Profound is mainly a visibility platform. Use it when the question is where your brand appears in AI answers and how that compares with competitors.
Works well for
- - Good fit for answer share, competitive visibility, and reporting for leadership.
- - Useful when the site foundation is already healthy and the next question is market presence.
Watchouts
- - Visibility reporting does not prove that crawlers, schema, APIs, MCP, or checkout flows work.
- - Technical teams may still need a readiness scan before chasing visibility gaps.
Peec AI is useful when a marketing team wants to track brand presence in AI search and compare that presence with competitors.
Works well for
- - Strong match for prompt monitoring and AI search reporting.
- - Easy to explain to brand, growth, and content teams.
Watchouts
- - Prompt visibility does not diagnose agent protocol readiness.
- - Engineering teams still need separate checks for crawler access, schema, OpenAPI, MCP, and authentication metadata.
Scrunch AI focuses on how brands appear during AI search and buying journeys. It is a marketing visibility tool more than a technical website audit.
Works well for
- - Good fit for demand teams studying AI-assisted discovery.
- - Useful when content opportunities and journey visibility matter most.
Watchouts
- - Journey visibility does not validate machine-readable contracts.
- - A technical scan is still useful for protocol, API, metadata, and crawler problems.
OtterlyAI fits teams that want to watch brand mentions and citations across selected AI search prompts.
Works well for
- - Good starter layer for AI search monitoring.
- - Useful when the buyer wants mention tracking before deeper technical work.
Watchouts
- - Mentions do not show whether an agent can fetch, parse, authenticate, or act on the site.
- - Technical remediation needs a different kind of report.

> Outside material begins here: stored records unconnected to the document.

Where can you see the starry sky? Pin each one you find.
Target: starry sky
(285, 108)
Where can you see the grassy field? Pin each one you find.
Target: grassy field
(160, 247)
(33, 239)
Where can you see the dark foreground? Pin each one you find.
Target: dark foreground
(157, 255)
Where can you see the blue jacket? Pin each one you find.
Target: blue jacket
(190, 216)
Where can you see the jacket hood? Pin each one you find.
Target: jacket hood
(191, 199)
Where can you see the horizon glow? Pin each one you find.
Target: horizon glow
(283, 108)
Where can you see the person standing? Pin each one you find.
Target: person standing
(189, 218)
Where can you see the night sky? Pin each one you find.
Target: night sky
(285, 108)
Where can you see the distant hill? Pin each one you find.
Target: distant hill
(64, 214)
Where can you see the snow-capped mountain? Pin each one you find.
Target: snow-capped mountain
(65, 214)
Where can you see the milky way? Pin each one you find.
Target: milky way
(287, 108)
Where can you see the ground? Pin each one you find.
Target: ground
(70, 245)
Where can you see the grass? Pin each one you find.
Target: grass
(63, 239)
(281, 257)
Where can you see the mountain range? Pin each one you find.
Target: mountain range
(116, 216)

SiteSpeakAI checks for signals such as WebMCP, llms.txt, structured data, and content quality, then points users toward its agent and chatbot setup.
Works well for
- - Simple free entry point for teams learning what AI agent readiness means.
- - The page explains WebMCP and llms.txt in plain terms.
Watchouts
- - It is closer to a quick scanner and product lead-in than a full evidence report.

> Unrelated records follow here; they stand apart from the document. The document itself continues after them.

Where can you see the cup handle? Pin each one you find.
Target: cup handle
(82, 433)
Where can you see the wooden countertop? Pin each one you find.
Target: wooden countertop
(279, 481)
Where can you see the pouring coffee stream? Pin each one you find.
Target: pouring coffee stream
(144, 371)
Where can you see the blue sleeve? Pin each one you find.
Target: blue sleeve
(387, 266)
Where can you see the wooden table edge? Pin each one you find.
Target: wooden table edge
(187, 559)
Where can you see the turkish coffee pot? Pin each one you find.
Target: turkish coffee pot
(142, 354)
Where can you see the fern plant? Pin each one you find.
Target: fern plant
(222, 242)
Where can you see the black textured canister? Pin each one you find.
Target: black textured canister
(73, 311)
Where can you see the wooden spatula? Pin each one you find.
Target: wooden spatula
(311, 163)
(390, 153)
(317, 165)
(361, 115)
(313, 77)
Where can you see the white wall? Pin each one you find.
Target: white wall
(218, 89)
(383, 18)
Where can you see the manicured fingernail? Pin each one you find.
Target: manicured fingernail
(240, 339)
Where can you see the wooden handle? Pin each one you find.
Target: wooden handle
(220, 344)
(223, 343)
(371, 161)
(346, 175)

- - Teams that need many protocol checks, exports, or engineering detail may outgrow it.
FAQ
Is CanAgentUse a IsAgentReady replacement?
It depends on the job. CanAgentUse is a stronger fit for technical AI agent readiness and remediation evidence. IsAgentReady may fit better when its narrower scanner, visibility workflow, or implementation path matches your team.
When should I choose CanAgentUse over IsAgentReady?
Choose CanAgentUse when you need broad checks for crawler access, llms.txt, schema, semantic HTML, APIs, MCP, A2A, authentication metadata, commerce signals, and fix guidance.